Dieci anni ma ancora non c’è un nome, un volto, una mano dietro questa morte.
Don Fortunato Di Noto, fondatore dell’associazione Meter, da sempre vicino alla famiglia Ferreri, chiede ancora giustizia e verità.
“Chi sa deve parlare – dice a Newsicilia.it Don Fortunato -. Un bambino è stato ucciso e ancora dopo 10 anni nessuno ha il coraggio di parlare. Nell’anno della Misericordia chiedano, sia i carnefici sia chi tace da anni, perdono per i loro crimini e confessino: sia l’anno della giustizia, del perdono e della riconciliazione. Chiunque sia, risvegli la coscienza narcotizzata dal male, e si costituisca“.
“Noi sappiamo che i carnefici di Francesco sono liberi, vivono in mezzo a noi, vanno al bar, al lavoro, guardano in faccia i genitori del bambino che hanno violentato e ucciso e proseguono oltre con la loro vita.

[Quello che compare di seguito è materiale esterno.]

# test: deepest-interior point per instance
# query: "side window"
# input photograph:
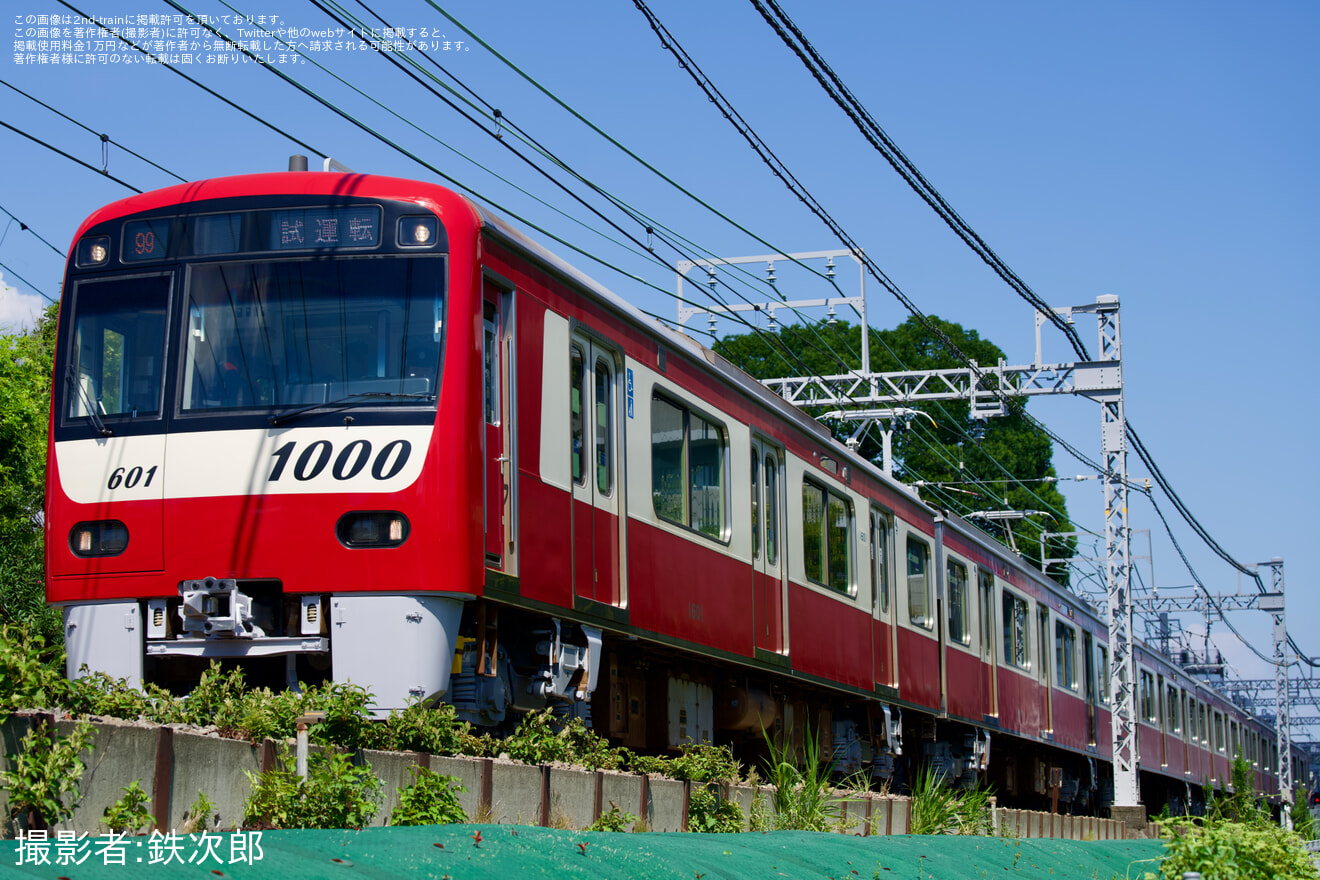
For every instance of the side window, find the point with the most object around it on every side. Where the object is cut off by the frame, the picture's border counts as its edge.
(919, 582)
(490, 360)
(879, 560)
(755, 508)
(1104, 674)
(576, 426)
(603, 426)
(958, 629)
(1043, 640)
(688, 469)
(1015, 639)
(1065, 656)
(826, 537)
(1147, 697)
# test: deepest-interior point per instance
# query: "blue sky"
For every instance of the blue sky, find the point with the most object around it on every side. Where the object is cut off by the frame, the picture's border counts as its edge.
(1162, 152)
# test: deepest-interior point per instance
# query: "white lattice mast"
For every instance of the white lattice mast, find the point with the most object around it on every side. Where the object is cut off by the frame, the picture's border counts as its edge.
(1273, 602)
(1118, 571)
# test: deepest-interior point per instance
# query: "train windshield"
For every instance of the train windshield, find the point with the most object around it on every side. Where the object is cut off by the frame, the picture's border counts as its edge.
(275, 334)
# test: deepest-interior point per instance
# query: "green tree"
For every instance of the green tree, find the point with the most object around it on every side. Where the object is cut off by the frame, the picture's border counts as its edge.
(1009, 454)
(25, 370)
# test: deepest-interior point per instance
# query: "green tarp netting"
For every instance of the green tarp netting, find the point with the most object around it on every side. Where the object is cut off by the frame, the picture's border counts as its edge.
(519, 852)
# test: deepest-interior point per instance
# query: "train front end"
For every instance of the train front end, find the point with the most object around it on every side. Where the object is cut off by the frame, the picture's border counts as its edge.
(263, 442)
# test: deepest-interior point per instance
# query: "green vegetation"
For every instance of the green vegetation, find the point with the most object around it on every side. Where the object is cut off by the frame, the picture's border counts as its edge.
(201, 816)
(27, 362)
(801, 786)
(1237, 839)
(943, 446)
(613, 821)
(940, 809)
(430, 800)
(335, 794)
(130, 814)
(42, 772)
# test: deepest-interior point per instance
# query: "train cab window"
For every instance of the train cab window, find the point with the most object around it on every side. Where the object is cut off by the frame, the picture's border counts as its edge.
(302, 333)
(1015, 624)
(1149, 697)
(826, 537)
(688, 469)
(577, 430)
(957, 582)
(919, 582)
(118, 347)
(1065, 656)
(603, 426)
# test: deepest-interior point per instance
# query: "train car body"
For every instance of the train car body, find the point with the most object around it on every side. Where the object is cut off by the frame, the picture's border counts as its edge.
(358, 428)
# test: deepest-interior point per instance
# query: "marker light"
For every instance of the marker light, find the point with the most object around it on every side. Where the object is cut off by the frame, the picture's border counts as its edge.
(371, 529)
(100, 538)
(416, 231)
(93, 251)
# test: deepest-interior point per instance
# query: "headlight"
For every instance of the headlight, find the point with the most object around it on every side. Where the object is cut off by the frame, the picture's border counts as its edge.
(417, 231)
(93, 251)
(100, 538)
(371, 529)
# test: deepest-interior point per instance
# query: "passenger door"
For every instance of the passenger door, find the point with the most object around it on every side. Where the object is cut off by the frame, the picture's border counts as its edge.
(594, 450)
(767, 516)
(496, 356)
(882, 598)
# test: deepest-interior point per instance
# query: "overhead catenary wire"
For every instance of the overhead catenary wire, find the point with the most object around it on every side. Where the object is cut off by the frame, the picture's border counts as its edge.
(31, 231)
(792, 36)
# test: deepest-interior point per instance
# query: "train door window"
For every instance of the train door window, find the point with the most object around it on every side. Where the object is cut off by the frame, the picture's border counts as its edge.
(577, 400)
(771, 509)
(1147, 697)
(490, 362)
(688, 469)
(1065, 656)
(958, 629)
(603, 426)
(881, 560)
(985, 585)
(826, 537)
(919, 582)
(1043, 640)
(1104, 673)
(1015, 624)
(118, 347)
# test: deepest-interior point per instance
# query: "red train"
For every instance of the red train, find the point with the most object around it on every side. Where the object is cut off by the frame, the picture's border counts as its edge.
(353, 426)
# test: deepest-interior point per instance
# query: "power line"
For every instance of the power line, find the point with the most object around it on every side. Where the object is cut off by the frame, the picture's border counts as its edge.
(49, 298)
(71, 158)
(28, 228)
(104, 139)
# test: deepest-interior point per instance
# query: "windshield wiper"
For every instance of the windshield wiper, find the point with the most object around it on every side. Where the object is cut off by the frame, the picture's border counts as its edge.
(89, 404)
(347, 400)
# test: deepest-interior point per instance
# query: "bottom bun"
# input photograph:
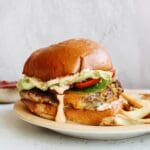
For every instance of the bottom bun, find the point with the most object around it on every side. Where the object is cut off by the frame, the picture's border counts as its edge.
(44, 110)
(88, 117)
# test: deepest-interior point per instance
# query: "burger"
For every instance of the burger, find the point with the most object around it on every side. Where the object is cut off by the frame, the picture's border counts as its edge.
(72, 81)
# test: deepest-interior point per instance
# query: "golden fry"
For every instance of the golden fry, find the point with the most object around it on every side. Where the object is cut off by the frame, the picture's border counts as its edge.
(131, 100)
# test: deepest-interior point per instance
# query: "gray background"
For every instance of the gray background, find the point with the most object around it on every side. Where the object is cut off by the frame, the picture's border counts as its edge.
(122, 26)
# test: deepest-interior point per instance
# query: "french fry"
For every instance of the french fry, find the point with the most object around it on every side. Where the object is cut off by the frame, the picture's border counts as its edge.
(144, 121)
(145, 96)
(136, 114)
(131, 100)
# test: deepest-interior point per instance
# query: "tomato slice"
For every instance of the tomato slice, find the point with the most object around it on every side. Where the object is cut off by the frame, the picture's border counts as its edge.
(86, 83)
(8, 85)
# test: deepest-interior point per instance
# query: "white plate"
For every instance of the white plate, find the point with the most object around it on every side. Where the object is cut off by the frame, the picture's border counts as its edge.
(83, 131)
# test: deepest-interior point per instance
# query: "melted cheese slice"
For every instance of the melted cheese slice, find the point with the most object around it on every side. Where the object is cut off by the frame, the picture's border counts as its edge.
(60, 116)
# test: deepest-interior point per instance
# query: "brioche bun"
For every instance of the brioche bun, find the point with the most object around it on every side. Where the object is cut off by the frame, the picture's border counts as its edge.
(67, 58)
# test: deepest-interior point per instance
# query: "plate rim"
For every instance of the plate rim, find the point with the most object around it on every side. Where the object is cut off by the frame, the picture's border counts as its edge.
(21, 112)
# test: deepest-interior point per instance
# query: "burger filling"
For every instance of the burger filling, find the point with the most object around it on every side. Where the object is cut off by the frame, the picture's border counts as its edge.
(64, 83)
(89, 89)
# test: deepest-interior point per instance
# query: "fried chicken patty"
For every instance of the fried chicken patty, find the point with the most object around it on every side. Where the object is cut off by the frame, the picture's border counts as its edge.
(77, 100)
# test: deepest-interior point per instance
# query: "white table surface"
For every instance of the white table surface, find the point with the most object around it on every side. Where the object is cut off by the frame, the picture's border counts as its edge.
(16, 134)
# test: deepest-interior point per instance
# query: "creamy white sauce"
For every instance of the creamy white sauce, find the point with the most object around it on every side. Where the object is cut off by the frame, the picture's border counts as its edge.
(60, 116)
(109, 105)
(59, 89)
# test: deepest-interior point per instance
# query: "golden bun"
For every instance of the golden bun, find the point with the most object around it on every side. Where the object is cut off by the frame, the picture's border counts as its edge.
(67, 58)
(44, 110)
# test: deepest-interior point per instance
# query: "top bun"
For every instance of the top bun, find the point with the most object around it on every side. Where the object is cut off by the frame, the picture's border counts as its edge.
(67, 58)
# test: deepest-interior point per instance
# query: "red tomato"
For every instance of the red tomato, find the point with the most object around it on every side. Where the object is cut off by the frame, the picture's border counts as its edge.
(86, 83)
(8, 85)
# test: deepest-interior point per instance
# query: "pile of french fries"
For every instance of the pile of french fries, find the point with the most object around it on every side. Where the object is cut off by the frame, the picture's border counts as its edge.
(134, 111)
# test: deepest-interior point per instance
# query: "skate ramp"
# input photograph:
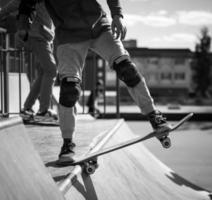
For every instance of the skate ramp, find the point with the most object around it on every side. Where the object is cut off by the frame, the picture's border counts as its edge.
(23, 175)
(132, 173)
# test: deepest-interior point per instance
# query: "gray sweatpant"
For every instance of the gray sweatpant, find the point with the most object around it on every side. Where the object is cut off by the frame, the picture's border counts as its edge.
(71, 58)
(42, 86)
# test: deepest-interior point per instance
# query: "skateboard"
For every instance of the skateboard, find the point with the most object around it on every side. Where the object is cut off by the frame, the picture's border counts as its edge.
(90, 164)
(33, 120)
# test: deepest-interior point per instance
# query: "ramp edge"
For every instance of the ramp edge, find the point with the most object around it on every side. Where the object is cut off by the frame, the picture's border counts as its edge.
(9, 122)
(65, 185)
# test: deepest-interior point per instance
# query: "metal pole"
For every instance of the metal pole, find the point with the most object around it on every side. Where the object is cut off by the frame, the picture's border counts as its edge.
(117, 97)
(6, 78)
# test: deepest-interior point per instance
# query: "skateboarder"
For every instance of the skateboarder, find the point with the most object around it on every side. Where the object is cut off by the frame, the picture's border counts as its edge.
(39, 41)
(82, 25)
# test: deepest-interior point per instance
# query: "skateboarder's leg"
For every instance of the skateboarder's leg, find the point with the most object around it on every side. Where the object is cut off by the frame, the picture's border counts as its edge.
(114, 52)
(44, 53)
(71, 61)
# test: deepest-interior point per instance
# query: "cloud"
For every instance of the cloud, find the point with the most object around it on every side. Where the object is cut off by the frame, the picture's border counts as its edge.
(137, 0)
(163, 19)
(176, 37)
(195, 18)
(159, 19)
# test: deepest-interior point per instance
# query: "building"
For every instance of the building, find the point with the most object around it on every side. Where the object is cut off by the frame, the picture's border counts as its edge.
(167, 71)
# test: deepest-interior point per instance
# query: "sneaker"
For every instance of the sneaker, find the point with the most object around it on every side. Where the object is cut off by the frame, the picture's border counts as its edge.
(66, 153)
(158, 121)
(26, 114)
(46, 115)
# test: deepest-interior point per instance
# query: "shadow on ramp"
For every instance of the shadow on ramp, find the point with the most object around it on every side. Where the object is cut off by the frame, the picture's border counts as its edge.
(133, 173)
(23, 175)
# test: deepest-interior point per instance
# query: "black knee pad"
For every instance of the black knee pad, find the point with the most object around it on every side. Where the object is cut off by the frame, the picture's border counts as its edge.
(69, 93)
(127, 72)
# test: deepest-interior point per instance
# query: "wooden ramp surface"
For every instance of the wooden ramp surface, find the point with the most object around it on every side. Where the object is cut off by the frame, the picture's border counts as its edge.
(23, 175)
(48, 141)
(133, 173)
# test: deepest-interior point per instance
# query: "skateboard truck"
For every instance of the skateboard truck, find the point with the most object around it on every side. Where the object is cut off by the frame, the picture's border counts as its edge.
(165, 141)
(90, 166)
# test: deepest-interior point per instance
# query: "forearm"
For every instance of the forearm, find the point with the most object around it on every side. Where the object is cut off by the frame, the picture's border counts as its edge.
(27, 7)
(11, 7)
(115, 7)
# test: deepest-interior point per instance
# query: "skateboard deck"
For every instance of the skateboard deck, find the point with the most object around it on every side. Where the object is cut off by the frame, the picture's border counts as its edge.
(41, 122)
(89, 163)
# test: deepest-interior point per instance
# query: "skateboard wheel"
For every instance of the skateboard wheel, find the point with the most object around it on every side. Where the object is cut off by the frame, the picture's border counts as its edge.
(166, 142)
(90, 169)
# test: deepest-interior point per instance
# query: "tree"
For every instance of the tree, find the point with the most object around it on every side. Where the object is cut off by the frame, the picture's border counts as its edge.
(201, 64)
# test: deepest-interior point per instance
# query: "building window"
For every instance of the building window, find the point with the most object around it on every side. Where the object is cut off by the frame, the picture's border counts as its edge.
(179, 61)
(179, 76)
(166, 76)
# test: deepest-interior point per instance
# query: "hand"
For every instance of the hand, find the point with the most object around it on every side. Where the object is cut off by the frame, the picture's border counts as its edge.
(3, 16)
(119, 30)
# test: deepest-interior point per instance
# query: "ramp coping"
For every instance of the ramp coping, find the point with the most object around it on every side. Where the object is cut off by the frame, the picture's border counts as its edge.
(65, 185)
(8, 122)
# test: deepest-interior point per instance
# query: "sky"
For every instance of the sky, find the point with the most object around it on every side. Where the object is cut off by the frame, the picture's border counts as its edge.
(165, 23)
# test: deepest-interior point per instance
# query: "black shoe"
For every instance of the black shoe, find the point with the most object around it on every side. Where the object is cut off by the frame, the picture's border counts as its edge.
(67, 152)
(26, 114)
(46, 115)
(158, 121)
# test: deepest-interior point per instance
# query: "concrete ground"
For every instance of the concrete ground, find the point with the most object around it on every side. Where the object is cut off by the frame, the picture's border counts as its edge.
(190, 154)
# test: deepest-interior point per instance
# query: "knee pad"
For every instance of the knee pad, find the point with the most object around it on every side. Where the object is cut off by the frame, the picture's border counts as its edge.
(127, 72)
(69, 93)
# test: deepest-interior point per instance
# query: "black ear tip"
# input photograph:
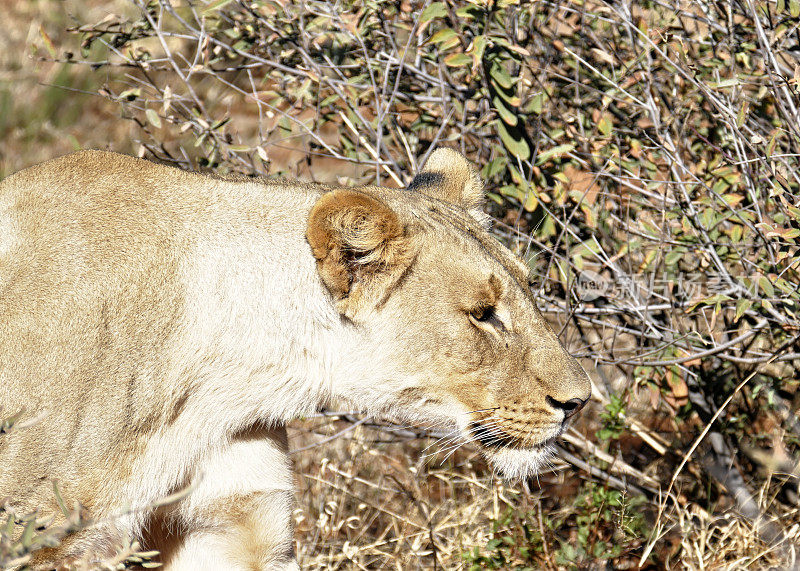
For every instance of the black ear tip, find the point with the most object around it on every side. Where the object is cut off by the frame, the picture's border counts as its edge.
(424, 179)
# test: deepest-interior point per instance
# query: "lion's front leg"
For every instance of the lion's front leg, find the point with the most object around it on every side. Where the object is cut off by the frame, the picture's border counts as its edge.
(238, 513)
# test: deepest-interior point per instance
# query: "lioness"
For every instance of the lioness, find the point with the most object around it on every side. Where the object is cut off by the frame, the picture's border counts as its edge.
(166, 325)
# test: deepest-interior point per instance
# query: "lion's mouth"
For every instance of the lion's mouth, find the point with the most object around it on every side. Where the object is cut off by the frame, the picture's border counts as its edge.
(494, 437)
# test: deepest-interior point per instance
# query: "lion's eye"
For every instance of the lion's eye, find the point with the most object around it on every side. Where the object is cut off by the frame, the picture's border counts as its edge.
(482, 313)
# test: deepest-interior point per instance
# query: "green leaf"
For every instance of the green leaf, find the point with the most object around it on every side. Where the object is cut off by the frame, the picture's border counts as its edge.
(556, 151)
(510, 96)
(505, 113)
(500, 76)
(442, 36)
(741, 306)
(535, 106)
(153, 117)
(435, 10)
(457, 60)
(515, 143)
(214, 6)
(478, 48)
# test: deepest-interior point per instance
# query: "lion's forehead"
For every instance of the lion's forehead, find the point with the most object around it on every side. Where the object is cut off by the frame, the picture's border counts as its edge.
(449, 224)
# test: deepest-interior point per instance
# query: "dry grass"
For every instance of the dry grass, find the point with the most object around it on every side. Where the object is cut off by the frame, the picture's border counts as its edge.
(653, 146)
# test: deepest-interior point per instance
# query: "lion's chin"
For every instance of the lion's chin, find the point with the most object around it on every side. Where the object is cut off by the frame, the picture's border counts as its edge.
(519, 463)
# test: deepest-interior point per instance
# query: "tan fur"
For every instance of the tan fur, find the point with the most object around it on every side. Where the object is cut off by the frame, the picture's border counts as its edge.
(166, 325)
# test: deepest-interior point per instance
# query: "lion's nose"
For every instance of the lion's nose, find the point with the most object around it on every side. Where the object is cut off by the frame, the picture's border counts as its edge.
(570, 407)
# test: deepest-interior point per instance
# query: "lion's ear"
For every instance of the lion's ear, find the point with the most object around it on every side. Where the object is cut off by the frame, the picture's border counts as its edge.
(449, 176)
(360, 246)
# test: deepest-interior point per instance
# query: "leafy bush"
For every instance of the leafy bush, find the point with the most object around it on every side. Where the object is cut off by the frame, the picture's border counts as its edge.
(642, 156)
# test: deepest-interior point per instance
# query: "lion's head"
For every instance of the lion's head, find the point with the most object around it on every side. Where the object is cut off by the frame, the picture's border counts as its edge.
(445, 316)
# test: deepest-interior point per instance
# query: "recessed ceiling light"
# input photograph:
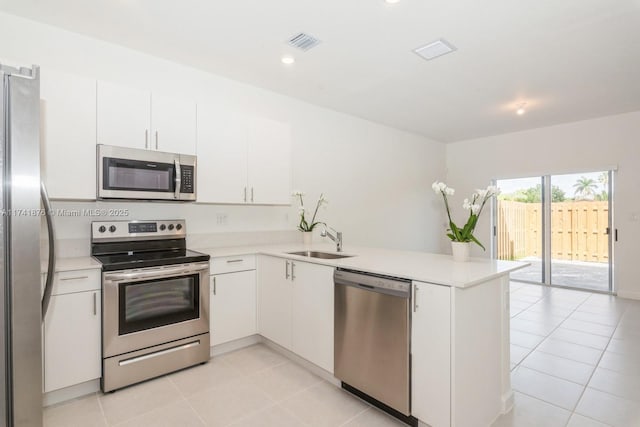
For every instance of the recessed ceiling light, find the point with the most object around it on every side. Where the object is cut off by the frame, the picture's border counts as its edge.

Qualcuno sa nomi e cognomi e dopo dieci anni ancora non ha il coraggio di parlare” prosegue Don Fortunato.
L’associazione Meter, con sede ad Avola, in provincia di Siracusa, dal 1989 si batte per i diritti dell’infanzia e della tutela delle vittime di pedofilia, chiedendo interventi anche sul piano politico.
“In Sicilia – continua Don Fortunato – manca una strategia pianificata per la tutela dell’Infanzia e, a livello giudiziario, la lentezza dei processi che possono durare anche 10 anni, segna indelebilmente la vita dei bambini che crescono con quest’incubo senza fine e con la consapevolezza che non si possa avere giustizia“.
Don Fortunato Di Noto fu tra i primi in Italia a denunciare la pedopornografia su Internet: “Assistiamo inermi ad un pericolosissimo abbassamento della percezione del Male; una percezione distorta come se si vedesse tutto come in una fiction, come se non fosse reale: questo è l’ultimo anello di una società schizofrenica che ha perso ogni contatto con la realtà“.
“Sembra che non abbiano più il rossore della vergogna e questo inquieta e pone seri interrogativi sul silenzio e sulla omertà che ancora copre l’assassino e i suoi complici. Chi sa parli e contribuisca a portare luce sulla cappa di fumo e di oscurità che aleggia ancora a Barrafranca. Apprendiamo con soddisfazione l’apertura delle indagini, cosi da sempre chieste da tutti –conclude. Chi sa parli, contribuisca a rivelare un male che non può essere sottaciuto. Sarebbe il riscatto di un popolo, di una comunità‘‘.